If it’s the velocity of the particle, then this equation can’t apply to a rocket, since it couldn’t lift off the ground. On the ground, v is zero, and initially dv/dt is zero, so F is zero. If F is zero, the linear momentum cannot change, so v remains zero.
If it’s the velocity of the mass leaving the rocket, then initially F = v*dm/dt, which is essentially correct. However, the v in the dv/dt term is clearly not the velocity of the mass leaving the rocket. It’s supposed to be the velocity of the rocket.
The correct derivation of the rocket thrust equation uses a control volume approach, which is essentially a summation of Newton’s 2nd law over a continuum of particles of different velocities (the rocket and the propellant clearly have different velocities).
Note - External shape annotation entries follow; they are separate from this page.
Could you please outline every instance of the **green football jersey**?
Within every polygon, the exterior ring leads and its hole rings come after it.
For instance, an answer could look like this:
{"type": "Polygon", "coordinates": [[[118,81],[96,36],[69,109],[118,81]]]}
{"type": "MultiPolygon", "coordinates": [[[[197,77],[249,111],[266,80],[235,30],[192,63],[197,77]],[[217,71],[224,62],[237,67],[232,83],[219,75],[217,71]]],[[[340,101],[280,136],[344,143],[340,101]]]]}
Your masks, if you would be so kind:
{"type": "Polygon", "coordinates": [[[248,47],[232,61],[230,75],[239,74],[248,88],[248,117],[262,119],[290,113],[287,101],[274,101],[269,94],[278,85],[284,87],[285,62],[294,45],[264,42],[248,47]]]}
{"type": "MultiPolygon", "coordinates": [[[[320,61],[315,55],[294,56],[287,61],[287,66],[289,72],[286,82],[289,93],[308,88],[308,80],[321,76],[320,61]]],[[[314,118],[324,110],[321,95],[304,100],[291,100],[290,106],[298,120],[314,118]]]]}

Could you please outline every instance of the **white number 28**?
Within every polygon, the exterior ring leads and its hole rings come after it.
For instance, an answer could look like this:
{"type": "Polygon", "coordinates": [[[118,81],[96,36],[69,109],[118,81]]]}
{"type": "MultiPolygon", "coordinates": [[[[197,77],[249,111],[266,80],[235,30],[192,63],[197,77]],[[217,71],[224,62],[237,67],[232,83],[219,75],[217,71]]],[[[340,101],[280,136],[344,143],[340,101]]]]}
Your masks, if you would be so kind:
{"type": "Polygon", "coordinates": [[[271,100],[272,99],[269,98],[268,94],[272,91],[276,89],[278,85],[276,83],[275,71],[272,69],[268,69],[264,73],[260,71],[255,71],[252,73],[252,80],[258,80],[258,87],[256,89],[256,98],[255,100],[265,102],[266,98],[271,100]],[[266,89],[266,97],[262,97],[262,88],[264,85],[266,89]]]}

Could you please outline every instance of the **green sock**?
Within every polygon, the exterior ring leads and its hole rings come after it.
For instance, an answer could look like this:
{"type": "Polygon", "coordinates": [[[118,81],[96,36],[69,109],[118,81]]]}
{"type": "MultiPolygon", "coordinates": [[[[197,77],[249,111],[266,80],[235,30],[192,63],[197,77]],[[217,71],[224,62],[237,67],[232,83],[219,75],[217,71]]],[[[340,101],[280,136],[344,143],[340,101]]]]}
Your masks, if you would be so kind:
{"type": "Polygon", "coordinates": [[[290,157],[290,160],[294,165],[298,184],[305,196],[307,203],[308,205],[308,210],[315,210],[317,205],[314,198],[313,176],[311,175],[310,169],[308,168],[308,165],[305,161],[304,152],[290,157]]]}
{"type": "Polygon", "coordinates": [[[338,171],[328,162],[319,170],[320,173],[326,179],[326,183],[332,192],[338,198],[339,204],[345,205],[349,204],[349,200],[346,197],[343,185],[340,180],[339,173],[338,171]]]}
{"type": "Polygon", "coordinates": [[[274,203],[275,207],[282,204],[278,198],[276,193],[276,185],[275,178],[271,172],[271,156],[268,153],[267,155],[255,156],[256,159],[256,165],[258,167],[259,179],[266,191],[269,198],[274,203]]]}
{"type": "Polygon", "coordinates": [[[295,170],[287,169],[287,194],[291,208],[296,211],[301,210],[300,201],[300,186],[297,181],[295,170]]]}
This leads to the following vector equation for rocket motion
F + ve dm/dt – vehat A (Pe-Pa) = ma
The terms on the left comprise the sum of all external forces acting on the
rocket.F includes all the forces such as gravity, drag, ….
The term ve dm/dt is the thrust due to the rocket, where ve is the exhaust velocity and dm/dt is the mass flow rate (negative number, since m is the mass of the rocket, which is decreasing). The vehat A (Pe-Pa) term is the pressure force. Vehat is a unit vector in the direction of ve, Pe is the exhaust pressure, and Pa is the atmospheric pressure.
I’ll just add that a) I’m glad that at least some of my readers and commenters are smarter than me and b) while I didn’t say that the chain rule led to the rocket equation, I did imply it, and that was a mistake, and c) I had known that at one time, but it’s been a long time.
And we are in agreement that Brian is a putz.